To format the disk(s) on reboot, change "mkfs never" to "mkfs always" in the cluster config file /etc/beowulf/config.

To try out the new partitioning, reboot the compute nodes with the following:

[root@cluster ~] # bpctl -S all -R

**Caution**

To prevent disks from being reformatted on subsequent reboots,
change "mkfs always" back to "mkfs never" in ``/etc/beowulf/config``
after the nodes have booted.

Specifying Manual Partitioning

You can manually apply your own homogeneous partitioning scheme to the partition tables, instead of taking the suggested defaults. There are two methods for doing this:

  • The recommended method involves running fdisk on the first node (node 0) of the cluster, and then on every first node that has a unique type of hard disk.
  • The other method is to manually edit the partition table text file retrieved by the beofdisk query.

For example, assume that your cluster has 6 compute nodes, and that all disks have 255 heads and 63 sectors (this is the most common). Nodes 0, 1, and 5 have a single IDE hard disk with 2500 cylinders. Nodes 2, 3, and 4 have a first IDE disk with 2000 cylinders, and node 4 has a SCSI disk with 5000 cylinders. This cluster could be partitioned as follows:

  1. Partition the disk on node 0:

    [root@cluster ~] # bpsh 0 fdisk /dev/hda
    

    Follow the steps through the standard fdisk method of partitioning the disk.

  2. Manually partition the disk on node 2 with fdisk:

    [root@cluster ~] # bpsh 2 fdisk /dev/hda
    

    Again, follow the steps through the standard fdisk method of partitioning the disk.
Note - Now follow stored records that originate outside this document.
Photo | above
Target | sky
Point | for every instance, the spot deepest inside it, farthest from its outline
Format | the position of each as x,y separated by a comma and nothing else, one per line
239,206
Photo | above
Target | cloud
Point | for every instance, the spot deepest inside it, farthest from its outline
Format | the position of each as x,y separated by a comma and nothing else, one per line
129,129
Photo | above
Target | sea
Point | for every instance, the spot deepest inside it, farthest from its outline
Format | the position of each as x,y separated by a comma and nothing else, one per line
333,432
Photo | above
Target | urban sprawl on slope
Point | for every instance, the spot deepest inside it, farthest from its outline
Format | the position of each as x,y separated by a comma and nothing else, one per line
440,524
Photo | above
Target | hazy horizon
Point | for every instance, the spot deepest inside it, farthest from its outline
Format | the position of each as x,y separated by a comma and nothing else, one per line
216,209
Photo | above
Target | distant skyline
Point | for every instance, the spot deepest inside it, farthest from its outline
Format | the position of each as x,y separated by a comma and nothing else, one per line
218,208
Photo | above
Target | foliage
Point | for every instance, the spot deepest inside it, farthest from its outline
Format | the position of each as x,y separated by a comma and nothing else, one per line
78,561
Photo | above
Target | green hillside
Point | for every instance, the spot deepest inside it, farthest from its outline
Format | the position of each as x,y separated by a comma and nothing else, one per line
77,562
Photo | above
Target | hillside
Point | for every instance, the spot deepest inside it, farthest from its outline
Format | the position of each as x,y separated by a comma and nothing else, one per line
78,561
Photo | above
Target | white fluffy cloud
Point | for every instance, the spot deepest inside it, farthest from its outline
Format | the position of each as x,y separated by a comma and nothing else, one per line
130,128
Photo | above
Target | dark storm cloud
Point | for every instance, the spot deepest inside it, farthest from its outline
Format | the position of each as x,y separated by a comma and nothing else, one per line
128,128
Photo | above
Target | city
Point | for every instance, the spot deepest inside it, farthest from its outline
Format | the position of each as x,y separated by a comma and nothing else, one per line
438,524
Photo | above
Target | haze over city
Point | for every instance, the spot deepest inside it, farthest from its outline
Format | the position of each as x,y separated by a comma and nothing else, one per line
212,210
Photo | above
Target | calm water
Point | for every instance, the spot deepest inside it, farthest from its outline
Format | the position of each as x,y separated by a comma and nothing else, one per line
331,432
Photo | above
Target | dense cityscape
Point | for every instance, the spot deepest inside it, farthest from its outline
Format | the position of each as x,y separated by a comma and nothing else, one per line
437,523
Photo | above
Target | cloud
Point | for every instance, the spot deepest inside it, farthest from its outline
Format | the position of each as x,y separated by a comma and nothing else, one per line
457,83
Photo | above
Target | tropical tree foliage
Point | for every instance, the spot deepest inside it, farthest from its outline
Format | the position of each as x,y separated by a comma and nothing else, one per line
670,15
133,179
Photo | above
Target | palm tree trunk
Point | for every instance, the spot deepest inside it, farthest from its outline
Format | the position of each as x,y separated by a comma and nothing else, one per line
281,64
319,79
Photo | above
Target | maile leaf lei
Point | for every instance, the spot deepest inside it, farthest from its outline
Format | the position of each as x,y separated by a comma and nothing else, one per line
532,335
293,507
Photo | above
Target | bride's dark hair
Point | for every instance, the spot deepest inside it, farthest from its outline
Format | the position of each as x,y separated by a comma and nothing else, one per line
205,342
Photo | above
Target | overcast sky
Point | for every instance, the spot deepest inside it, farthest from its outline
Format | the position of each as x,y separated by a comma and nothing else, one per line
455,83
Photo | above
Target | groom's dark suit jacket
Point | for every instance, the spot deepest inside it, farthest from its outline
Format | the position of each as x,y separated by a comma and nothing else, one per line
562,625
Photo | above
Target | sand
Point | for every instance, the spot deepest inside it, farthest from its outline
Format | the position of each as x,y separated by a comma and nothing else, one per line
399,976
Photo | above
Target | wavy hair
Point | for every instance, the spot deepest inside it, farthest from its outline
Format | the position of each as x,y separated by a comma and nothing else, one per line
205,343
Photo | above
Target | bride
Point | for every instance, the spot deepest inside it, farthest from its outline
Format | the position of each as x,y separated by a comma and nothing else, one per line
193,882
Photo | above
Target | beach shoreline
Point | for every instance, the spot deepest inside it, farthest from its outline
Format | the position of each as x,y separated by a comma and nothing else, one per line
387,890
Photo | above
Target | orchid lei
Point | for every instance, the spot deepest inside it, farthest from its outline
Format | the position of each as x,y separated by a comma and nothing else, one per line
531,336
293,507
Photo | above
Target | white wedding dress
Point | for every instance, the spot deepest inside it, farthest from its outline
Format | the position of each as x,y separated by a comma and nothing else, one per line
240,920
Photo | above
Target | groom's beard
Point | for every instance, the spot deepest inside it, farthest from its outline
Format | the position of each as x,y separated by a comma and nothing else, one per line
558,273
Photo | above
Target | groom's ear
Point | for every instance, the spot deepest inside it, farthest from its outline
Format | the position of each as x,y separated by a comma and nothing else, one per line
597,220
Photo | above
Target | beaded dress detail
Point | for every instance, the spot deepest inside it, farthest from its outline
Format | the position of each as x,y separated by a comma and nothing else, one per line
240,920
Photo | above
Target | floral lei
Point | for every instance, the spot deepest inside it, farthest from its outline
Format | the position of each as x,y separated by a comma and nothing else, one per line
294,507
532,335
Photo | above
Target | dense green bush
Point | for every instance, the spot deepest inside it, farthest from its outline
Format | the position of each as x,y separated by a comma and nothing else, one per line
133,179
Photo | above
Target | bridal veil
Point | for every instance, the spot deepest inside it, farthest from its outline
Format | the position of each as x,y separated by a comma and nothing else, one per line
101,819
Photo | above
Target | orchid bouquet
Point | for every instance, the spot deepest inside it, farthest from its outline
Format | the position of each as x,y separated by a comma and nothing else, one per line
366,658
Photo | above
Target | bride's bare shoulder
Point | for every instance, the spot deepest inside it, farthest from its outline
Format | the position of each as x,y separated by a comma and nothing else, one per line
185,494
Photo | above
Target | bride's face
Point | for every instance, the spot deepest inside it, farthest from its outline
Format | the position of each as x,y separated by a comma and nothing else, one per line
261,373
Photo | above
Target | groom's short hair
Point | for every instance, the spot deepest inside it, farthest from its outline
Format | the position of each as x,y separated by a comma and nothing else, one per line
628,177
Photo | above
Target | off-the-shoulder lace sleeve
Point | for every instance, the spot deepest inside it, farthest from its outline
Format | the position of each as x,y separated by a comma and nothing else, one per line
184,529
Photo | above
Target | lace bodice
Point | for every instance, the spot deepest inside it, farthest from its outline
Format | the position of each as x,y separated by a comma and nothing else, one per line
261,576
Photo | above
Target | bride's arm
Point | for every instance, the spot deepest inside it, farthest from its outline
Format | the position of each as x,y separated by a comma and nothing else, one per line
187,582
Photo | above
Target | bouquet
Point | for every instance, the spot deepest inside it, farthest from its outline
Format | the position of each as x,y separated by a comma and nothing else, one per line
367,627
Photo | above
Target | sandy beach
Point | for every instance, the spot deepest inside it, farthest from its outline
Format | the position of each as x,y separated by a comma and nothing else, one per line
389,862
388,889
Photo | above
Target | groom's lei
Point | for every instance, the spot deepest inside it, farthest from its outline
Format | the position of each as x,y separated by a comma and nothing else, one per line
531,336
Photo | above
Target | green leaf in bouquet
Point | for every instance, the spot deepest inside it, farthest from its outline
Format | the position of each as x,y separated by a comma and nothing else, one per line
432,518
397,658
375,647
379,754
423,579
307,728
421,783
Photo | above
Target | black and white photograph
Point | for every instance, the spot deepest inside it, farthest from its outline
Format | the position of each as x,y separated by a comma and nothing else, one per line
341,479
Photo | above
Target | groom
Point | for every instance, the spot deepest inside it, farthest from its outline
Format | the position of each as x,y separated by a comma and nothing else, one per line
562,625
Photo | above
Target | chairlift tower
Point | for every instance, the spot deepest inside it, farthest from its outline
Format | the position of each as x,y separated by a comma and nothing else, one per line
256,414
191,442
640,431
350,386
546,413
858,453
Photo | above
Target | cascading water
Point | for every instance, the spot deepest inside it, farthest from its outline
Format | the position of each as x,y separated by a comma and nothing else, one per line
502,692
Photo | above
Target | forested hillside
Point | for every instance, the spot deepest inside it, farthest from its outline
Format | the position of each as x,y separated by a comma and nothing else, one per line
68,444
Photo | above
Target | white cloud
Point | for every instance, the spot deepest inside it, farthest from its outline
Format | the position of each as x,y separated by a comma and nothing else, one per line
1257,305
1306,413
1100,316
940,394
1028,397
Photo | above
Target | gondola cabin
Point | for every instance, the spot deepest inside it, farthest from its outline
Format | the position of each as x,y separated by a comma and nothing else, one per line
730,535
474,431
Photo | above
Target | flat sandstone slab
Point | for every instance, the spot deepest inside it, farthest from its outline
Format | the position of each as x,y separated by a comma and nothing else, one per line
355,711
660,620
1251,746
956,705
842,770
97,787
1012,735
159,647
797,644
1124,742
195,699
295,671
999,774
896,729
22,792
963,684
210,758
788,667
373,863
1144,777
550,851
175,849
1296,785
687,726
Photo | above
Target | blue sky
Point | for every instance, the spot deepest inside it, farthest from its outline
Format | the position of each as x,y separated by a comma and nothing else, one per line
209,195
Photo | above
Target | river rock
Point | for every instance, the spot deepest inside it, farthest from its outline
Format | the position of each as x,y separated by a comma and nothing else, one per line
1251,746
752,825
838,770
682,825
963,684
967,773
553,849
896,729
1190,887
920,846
  3. Manually partition the SCSI disk on node 4 with fdisk:

    [root@cluster ~] # bpsh 4 fdisk /dev/sda
    

    Again, follow the steps through the standard fdisk method of partitioning the disk.

  4. Next, query the compute nodes to get all the partition table files written for their harddrives by using the command ``beofdisk -q ``.

    At this point, the 3 partition tables will be translated into text descriptions, and 3 files will be put in the directory /etc/beowulf/fdisk. The file names will be hda:2500:255:63, hda:2000:255:63, and sda:5000:255:63. These file names represent the way the compute node harddrives are currently partitioned.

    You have the option to skip the fdisk command and just edit these files manually. The danger is that there are lots of rules about what combinations of values are allowed, so it is easy to make an invalid partition table. Most of these rules are explained as comments at the top of the file.

  5. Now write out the partitioning scheme using the command beofdisk -w.

    When specifying unique partitioning for certain nodes, you must also specify a unique fstab for each node that has a unique partition table. To do this, create the file /etc/beowulf/fstab.<nodenumber>. If this file exists, the node_up script will use that as the fstab for the compute node; otherwise, it will default to /etc/beowulf/fstab. Each instance of /etc/beowulf/fstab.<nodenumber> should be in the same format as /etc/beowulf/fstab.

  6. To format the disk(s) on reboot, change "mkfs never" to "mkfs always" in the cluster config file /etc/beowulf/config.

  7. To try out the new partitioning, reboot the compute nodes with the following:

    [root@cluster ~] # bpctl -S all -R
    

    Caution

To prevent disks from being reformatted on subsequent reboots, change the "mkfs always" back to "mkfs never" in /etc/beowulf/config after the nodes have booted.